PATCH: Use a hash table for 26X linker speedup
H. J. Lu
hjl@lucon.org
Sun May 1 19:09:00 GMT 2005
On Sun, May 01, 2005 at 09:57:07AM -0700, H. J. Lu wrote:
> Linker is very slow on input files with many sections. The 64k section
> test is only enabled for CRIS. I did a profile. 70% of linker time is
> spent in lang_check_section_addresses:
>
> Flat profile:
>
> Each sample counts as 0.01 seconds.
> % cumulative self self total
> time seconds seconds calls Ks/call Ks/call name
> 72.92 948.31 948.31 1 0.95 0.95 lang_check_section_addresses
> 22.37 1239.21 290.90 132089 0.00 0.00 lang_output_section_find_1
>
> The main problem is we use a single section list. We have to scan the
> whole list for anything. In case of address overlap check, we only
> need to check the previous section. There are many other places in
> bfd, assembler and linker where a double section list will help. With
> this patch, I got 30% linker speed up in 64k section test:
>
> The old linker:
>
> sh 1 502.74s user 0.90s system 99% cpu 8:23.73 total
>
> The new linker:
>
> sh 1 340.58s user 0.90s system 99% cpu 5:41.55 total
>
> The profile data shows:
>
> Flat profile:
>
> Each sample counts as 0.01 seconds.
> % cumulative self self total
> time seconds seconds calls s/call s/call name
> 81.20 256.42 256.42 132089 0.00 0.00 lang_output_section_find_1
> 13.27 298.33 41.91 673985 0.00 0.00 bfd_hash_lookup
>
> I will work on lang_output_section_find_1 next. I am planning to use
> a hash table. I hope to enable 64k section on all ELF targets.
>
This is the patch. I got
sh 1 13.39s user 1.28s system 95% cpu 15.431 total
vs.
sh 1 340.58s user 0.90s system 99% cpu 5:41.55 total
That is a 26X speed up. I enabled 64k section test for all ELF targets.
H.J.
----
ld/
2005-05-01 H.J. Lu <hongjiu.lu@intel.com>
* ldlang.c (output_statement_hash_entry): New type.

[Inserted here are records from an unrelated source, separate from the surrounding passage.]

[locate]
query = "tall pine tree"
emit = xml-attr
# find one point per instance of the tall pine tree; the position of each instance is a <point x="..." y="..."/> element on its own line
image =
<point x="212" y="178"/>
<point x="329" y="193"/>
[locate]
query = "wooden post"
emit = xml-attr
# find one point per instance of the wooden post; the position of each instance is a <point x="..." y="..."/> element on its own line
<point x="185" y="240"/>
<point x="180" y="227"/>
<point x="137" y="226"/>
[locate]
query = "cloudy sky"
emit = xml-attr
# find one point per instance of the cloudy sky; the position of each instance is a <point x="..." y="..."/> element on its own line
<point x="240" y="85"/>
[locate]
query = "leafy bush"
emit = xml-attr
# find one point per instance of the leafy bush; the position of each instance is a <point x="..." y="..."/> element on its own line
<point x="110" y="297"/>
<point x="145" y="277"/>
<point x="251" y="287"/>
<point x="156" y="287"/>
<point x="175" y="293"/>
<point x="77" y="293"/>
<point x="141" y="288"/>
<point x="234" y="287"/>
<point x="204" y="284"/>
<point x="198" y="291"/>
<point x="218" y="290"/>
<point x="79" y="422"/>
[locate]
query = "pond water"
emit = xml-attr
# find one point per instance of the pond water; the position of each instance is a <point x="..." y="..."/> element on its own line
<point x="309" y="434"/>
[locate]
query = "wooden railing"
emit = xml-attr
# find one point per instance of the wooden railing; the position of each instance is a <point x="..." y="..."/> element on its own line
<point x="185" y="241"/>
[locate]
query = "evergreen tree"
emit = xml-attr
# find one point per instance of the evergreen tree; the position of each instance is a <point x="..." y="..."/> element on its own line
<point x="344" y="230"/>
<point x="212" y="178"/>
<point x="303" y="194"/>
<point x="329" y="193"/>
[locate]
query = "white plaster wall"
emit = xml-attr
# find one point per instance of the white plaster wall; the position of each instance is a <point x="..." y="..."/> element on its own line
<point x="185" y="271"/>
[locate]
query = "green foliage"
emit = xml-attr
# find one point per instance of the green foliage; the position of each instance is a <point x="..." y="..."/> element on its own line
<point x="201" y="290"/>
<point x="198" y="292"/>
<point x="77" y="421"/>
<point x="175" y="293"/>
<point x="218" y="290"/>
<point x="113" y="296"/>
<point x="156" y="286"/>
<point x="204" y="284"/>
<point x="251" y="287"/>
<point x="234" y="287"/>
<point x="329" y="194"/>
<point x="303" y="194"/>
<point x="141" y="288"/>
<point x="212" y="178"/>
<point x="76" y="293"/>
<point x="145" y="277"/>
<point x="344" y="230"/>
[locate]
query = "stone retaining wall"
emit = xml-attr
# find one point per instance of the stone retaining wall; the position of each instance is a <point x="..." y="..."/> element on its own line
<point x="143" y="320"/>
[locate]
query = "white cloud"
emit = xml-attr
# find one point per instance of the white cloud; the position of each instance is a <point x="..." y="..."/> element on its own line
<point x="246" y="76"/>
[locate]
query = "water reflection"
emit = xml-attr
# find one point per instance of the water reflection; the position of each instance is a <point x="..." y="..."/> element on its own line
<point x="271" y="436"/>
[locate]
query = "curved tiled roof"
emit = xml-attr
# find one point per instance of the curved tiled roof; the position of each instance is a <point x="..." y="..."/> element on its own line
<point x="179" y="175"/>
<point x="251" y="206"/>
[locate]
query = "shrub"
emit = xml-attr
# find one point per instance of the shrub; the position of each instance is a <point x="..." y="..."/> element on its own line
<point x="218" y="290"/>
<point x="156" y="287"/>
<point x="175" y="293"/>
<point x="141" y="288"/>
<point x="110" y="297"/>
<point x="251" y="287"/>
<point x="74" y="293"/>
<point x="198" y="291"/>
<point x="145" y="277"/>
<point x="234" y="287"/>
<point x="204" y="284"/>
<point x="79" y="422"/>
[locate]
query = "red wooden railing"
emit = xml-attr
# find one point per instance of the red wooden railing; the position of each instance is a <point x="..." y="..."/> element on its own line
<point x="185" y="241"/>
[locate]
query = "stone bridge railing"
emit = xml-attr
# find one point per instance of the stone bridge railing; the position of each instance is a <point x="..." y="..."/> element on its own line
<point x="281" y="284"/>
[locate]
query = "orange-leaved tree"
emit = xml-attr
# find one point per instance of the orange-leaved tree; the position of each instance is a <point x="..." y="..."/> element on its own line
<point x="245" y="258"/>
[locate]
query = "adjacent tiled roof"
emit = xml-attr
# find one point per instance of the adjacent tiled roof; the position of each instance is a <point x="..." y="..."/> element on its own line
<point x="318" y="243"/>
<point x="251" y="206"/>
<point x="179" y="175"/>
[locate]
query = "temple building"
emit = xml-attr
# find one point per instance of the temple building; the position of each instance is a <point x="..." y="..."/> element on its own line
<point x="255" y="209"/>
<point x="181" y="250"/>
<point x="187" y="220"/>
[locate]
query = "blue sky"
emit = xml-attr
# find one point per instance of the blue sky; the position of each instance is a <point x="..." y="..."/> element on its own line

(output_statement_table): New variable for hash table.
(output_statement_newfunc): New function.
(output_statement_table_init): Likewise.
(output_statement_table_free): Likewise.
(lang_init): Call output_statement_table_init.
(lang_finish): Renamed to ...
(lang_end): This.
(lang_process): Updated.
(lang_finish): New function.
(lang_output_section_find_1): Use hash table.
(lang_output_section_statement_lookup_1): Likewise.
* ldlang.h (lang_finish): New.
* ldmain.c (main): Call lang_finish.
ld/testsuite/
2005-05-01 H.J. Lu <hongjiu.lu@intel.com>
* ld-elf/sec64k.exp: Enabled for all ELF targets.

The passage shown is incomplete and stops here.